Department of Ecology and Evolution, University of Chicago, Chicago, IL.
Center for Population Biology, Department of Evolution and Ecology, University of California, Davis, Davis, CA.
Mol Biol Evol. 2018 Apr 1;35(4):1003-1017. doi: 10.1093/molbev/msy006.

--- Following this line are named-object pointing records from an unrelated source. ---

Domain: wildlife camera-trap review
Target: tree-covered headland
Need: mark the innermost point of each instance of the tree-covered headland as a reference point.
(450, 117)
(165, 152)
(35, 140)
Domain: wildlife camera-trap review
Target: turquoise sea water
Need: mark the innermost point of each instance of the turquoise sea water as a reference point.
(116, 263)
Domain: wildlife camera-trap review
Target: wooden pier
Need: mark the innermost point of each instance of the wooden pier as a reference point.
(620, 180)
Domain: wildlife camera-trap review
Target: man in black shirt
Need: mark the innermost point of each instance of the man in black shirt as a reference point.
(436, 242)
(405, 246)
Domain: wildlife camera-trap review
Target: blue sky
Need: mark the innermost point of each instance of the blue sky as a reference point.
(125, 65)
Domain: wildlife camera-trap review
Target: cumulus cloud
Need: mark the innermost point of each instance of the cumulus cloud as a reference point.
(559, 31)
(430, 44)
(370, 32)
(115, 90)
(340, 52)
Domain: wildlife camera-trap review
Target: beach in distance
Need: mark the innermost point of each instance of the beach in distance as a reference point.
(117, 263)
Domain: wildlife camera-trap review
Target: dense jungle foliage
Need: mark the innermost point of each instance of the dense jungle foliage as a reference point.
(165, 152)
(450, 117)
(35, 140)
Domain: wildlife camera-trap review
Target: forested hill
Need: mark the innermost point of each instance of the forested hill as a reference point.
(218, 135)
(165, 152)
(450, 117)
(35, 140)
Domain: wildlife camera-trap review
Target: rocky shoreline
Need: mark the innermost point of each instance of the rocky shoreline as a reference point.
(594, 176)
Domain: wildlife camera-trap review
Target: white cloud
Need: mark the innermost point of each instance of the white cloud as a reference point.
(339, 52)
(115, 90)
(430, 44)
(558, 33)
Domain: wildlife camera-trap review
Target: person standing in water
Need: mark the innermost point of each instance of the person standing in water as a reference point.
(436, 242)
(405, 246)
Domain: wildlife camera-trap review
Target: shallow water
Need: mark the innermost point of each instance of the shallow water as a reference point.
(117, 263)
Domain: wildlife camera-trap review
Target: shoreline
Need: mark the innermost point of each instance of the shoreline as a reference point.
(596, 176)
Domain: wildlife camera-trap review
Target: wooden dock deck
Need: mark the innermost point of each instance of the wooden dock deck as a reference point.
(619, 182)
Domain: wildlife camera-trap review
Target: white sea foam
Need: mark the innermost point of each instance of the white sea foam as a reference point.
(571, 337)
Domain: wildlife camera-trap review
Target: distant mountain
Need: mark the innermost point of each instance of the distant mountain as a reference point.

The haplotypes of a beneficial allele carry information about its history that can shed light on its age and the putative cause for its increase in frequency. Specifically, the signature of an allele's age is contained in the pattern of variation that mutation and recombination impose on its haplotypic background. We provide a method to exploit this pattern and infer the time to the common ancestor of a positively selected allele following a rapid increase in frequency. We do so using a hidden Markov model which leverages the length distribution of the shared ancestral haplotype, the accumulation of derived mutations on the ancestral background, and the surrounding background haplotype diversity. Using simulations, we demonstrate how the inclusion of information from both mutation and recombination events increases accuracy relative to approaches that only consider a single type of event. We also show the behavior of the estimator in cases where data do not conform to model assumptions, and provide some diagnostics for assessing and improving inference. Using the method, we analyze population-specific patterns in the 1000 Genomes Project data to estimate the timing of adaptation for several variants which show evidence of recent selection and functional relevance to diet, skin pigmentation, and morphology in humans.
有利等位基因的单倍型携带有关其历史的信息,这些信息可以揭示其年龄以及其频率增加的可能原因。具体来说,等位基因年龄的特征包含在突变和重组对其单倍型背景施加的变异模式中。我们提供了一种利用这种模式并推断在频率快速增加后,被正选择的等位基因的共同祖先的时间的方法。我们通过使用隐马尔可夫模型来实现这一点,该模型利用了共享祖先单倍型的长度分布、在祖先背景上积累的衍生突变以及周围背景单倍型多样性。通过模拟,我们展示了与仅考虑单一类型事件的方法相比,包含突变和重组事件信息如何提高准确性。我们还展示了在数据不符合模型假设的情况下,估计器的行为,并提供了一些用于评估和改进推断的诊断方法。我们使用该方法分析了 1000 基因组计划数据中的人群特异性模式,以估计在人类饮食、皮肤色素沉着和形态方面具有近期选择和功能相关性的几个变体的适应时间。